Для сложных фортепианных опусов пальчики Ирены были еще слишком маленькими, но мысленно ребенок буквально не мог насытиться музыкой. И когда Ирене исполнилось шесть лет, ей в день рождения позволили впервые выступить перед собравшимися в патрицианском доме ее родителей гостями — с маленьким менуэтом, который шестилетний Моцарт нацарапал в записной книжке своей сестрицы, его первой композицией.
«Какое будущее ожидало такого ребенка. И что с ней стало?» — размышлял Филипп Сорель, впервые после долгого времени снова серьезно задумавшийся о судьбе Ирены, застегивая манжетные пуговицы своей белой шелковой рубашки.
С куклами и другими игрушками она тоже играла, рассказывала Кэт, которая, заразившись безмерным вниманием родителей к сестре, не оставляла без внимания ни одного из движений ее души, но больше всего она любила играть на фортепиано, купленном отцом. Она играла на нем, не зная устали. Ее удивительные способности приводили в восторг всю школу, она выступала на рождественском концерте фонда благотворительности для рабочих. В отделе местных новостей ей аплодировали корреспонденты городских газет.
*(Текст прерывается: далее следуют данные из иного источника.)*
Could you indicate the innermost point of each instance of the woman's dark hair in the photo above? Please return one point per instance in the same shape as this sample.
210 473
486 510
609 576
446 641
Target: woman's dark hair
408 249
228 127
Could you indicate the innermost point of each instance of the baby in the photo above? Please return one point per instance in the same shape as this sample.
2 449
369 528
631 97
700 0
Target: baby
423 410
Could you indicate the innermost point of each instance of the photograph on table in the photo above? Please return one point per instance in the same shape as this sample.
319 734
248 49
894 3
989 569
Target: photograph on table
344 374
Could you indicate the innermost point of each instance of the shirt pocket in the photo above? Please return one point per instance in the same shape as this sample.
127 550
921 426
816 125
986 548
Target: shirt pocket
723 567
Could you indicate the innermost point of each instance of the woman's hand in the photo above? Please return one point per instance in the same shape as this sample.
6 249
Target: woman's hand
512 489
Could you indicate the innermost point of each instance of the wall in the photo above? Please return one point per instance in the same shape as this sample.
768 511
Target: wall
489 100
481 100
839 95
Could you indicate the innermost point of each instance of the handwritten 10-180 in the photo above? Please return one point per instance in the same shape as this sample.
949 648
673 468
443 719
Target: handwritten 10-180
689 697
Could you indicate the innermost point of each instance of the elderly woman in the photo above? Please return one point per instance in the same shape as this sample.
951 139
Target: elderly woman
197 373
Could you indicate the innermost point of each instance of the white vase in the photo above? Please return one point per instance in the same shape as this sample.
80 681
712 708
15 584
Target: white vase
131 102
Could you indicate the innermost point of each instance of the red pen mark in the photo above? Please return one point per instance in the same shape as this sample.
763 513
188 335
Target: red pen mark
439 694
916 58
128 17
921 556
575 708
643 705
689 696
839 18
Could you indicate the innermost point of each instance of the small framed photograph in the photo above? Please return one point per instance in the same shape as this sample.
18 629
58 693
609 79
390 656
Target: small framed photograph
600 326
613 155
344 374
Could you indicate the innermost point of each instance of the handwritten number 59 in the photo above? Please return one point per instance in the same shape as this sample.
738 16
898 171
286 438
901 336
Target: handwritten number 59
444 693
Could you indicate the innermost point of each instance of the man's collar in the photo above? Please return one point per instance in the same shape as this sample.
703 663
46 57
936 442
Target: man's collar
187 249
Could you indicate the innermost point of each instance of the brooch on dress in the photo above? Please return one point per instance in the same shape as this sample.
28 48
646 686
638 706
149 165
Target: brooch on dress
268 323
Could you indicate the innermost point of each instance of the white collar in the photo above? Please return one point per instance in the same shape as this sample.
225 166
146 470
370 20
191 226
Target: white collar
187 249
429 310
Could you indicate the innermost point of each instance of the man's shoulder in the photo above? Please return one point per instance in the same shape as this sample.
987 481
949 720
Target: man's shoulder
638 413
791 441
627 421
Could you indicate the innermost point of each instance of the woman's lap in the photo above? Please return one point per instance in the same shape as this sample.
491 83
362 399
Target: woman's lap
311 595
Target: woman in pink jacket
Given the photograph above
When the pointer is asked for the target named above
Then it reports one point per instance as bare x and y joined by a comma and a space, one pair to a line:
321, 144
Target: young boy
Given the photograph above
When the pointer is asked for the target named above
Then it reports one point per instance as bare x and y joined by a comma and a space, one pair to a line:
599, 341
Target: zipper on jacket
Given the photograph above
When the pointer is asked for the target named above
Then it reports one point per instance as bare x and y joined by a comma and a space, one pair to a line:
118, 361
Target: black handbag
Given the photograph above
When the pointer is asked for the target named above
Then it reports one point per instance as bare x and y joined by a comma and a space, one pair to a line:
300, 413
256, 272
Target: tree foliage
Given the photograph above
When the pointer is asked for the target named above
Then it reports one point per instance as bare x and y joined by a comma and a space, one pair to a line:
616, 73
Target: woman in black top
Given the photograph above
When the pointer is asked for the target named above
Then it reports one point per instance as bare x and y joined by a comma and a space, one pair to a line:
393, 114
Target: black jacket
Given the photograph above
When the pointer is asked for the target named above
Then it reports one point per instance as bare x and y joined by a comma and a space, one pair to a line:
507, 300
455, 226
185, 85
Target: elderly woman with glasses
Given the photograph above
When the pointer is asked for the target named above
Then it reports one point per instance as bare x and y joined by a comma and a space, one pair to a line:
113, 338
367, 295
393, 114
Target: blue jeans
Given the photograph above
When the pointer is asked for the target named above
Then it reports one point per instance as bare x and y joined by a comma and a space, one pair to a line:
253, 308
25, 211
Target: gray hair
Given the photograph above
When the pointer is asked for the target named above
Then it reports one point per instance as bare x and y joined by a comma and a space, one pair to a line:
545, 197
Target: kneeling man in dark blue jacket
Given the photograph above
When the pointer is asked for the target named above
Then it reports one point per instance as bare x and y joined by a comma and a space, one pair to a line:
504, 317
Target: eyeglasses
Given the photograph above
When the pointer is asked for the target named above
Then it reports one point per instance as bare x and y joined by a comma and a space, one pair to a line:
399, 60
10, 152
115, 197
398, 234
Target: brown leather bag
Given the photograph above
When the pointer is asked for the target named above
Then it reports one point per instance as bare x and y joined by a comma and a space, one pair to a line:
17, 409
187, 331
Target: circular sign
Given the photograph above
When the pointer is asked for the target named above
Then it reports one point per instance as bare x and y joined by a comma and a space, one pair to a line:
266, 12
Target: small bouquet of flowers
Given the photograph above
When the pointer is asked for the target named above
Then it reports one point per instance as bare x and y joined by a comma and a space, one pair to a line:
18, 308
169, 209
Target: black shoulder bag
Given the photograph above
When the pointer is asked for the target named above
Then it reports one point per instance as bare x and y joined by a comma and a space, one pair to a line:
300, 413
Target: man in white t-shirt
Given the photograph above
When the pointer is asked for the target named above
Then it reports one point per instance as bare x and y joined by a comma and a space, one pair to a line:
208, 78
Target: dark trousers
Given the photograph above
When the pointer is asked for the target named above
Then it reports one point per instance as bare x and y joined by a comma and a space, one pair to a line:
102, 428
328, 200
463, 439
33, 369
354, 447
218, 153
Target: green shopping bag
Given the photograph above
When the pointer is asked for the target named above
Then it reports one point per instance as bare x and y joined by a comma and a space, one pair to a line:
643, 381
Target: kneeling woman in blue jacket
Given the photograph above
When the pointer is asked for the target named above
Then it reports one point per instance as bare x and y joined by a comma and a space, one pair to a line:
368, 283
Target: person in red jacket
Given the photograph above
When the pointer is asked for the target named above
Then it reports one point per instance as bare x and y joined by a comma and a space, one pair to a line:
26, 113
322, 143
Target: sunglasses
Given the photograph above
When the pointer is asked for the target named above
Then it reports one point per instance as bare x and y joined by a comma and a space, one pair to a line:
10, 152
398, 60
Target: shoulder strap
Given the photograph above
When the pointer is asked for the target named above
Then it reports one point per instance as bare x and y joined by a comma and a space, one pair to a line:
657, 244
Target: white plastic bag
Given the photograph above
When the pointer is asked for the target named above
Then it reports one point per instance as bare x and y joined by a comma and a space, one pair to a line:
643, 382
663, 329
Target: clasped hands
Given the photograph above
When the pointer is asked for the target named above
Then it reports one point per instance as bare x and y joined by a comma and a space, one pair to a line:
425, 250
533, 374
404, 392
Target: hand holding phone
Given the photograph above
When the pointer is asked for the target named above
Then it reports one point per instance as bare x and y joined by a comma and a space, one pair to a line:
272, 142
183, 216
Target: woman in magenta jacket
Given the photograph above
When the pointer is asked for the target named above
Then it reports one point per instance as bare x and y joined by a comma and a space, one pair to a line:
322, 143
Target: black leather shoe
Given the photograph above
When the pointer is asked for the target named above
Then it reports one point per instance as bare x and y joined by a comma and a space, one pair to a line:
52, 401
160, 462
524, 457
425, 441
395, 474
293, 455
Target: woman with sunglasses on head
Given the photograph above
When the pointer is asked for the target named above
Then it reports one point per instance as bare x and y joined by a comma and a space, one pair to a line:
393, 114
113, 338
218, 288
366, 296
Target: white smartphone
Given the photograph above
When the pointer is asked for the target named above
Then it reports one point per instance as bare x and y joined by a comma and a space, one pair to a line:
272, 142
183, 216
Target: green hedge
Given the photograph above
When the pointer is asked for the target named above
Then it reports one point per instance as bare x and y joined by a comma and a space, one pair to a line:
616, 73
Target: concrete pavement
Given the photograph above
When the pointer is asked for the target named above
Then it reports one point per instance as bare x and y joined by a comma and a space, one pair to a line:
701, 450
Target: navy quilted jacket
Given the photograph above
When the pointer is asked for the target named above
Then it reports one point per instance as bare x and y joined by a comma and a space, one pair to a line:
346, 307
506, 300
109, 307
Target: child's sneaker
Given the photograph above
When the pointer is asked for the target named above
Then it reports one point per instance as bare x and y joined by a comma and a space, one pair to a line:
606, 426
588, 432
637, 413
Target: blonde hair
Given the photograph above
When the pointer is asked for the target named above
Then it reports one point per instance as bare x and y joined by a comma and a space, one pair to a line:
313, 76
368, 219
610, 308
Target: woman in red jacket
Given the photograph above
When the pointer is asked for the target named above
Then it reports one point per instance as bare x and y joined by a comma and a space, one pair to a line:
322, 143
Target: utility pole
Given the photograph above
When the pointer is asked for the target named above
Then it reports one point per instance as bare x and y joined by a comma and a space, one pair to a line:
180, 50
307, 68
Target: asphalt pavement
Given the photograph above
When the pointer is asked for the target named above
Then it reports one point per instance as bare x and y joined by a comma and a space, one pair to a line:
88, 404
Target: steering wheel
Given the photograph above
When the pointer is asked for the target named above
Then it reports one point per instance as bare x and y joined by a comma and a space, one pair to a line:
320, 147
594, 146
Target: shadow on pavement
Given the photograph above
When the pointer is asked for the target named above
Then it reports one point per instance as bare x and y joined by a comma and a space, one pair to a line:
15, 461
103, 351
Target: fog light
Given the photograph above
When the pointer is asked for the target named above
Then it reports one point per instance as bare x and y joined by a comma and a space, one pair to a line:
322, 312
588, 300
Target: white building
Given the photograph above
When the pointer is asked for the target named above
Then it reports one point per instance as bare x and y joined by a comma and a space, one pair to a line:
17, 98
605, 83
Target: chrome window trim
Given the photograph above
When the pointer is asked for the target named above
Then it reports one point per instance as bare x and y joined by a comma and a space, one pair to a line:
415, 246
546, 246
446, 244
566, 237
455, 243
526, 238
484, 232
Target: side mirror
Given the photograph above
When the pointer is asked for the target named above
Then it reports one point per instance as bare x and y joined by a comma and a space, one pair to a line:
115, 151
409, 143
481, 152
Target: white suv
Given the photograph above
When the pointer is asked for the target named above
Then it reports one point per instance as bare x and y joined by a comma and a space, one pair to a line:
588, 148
Наконец последовал триумф Ирены: ее обработка для фортепиано песни битлов «Yesterday» благодаря ей она окончательно и бесповоротно стала знаменитостью в свободном ганзейском городе Гамбурге. Несколько вышедшие из моды из-за своей монотонности экзерсисы Черни и Клементи отнюдь не навевали на Ирену тоску. Она играла все, что ей попадалось под руку: Баха понемножку, Моцарта — с жадностью. Листа еще нет, зато любила ранние произведения Рахманинова. И, наконец, самое главное: целый ряд сочинений Бетховена. Само собой разумеется, она очень рано овладела «Мечтаниями» Шумана.
«Еще раньше, чем у нее выросла грудь», как не без нежности выразилась Кэт, Ирена твердо знала: она будет пианисткой. В шестнадцать лет она подала заявку на участие в известном музыкальном конкурсе и, конечно, заняла первое место. Один из критиков отметил ее «рассудительность, сердечное участие и технику», дословно процитировав Горовица. Телевидение передавало вручение премий конкурса из Амстердама, и, как выразился комментатор, Ирена Беренсен ошеломила жюри своим «невесомым стилем», «своим ощущением тайны» и «жизнерадостностью даже на грани трагичного».
Это стало рождением звезды. Родители были бесконечно счастливы, бесконечно счастлива была и Кэт, на которую они особого внимания не обращали.
Два года провела Ирена Беренсен в Нью-Йорке, где в Джульярд-скул[12] завершила свою подготовку для выступлений на сцене. Из Нью-Йорка отправилась в Вену — так сказать, для шлифовки, — ведь в этом городе творили Гайдн, Моцарт, Бетховен, Шуберт и Брамс. С этого времени этой улыбчивой, грациозной и в высшей степени уверенной в себе молодой женщине доверяли исполнять абсолютно все. На своей первой пластинке она записала три сонаты Гайдна. Ее сравнивали с Бренделем. Она выступала в Берлинской филармонии, в Лондонском Королевском Альберт-холле, в венском Зале Брамса. Рубинштейн, рассказывала Кэт, сказал, что она «лучшая новость из истории фортепианной музыки после написания Шопеном «Мазурок».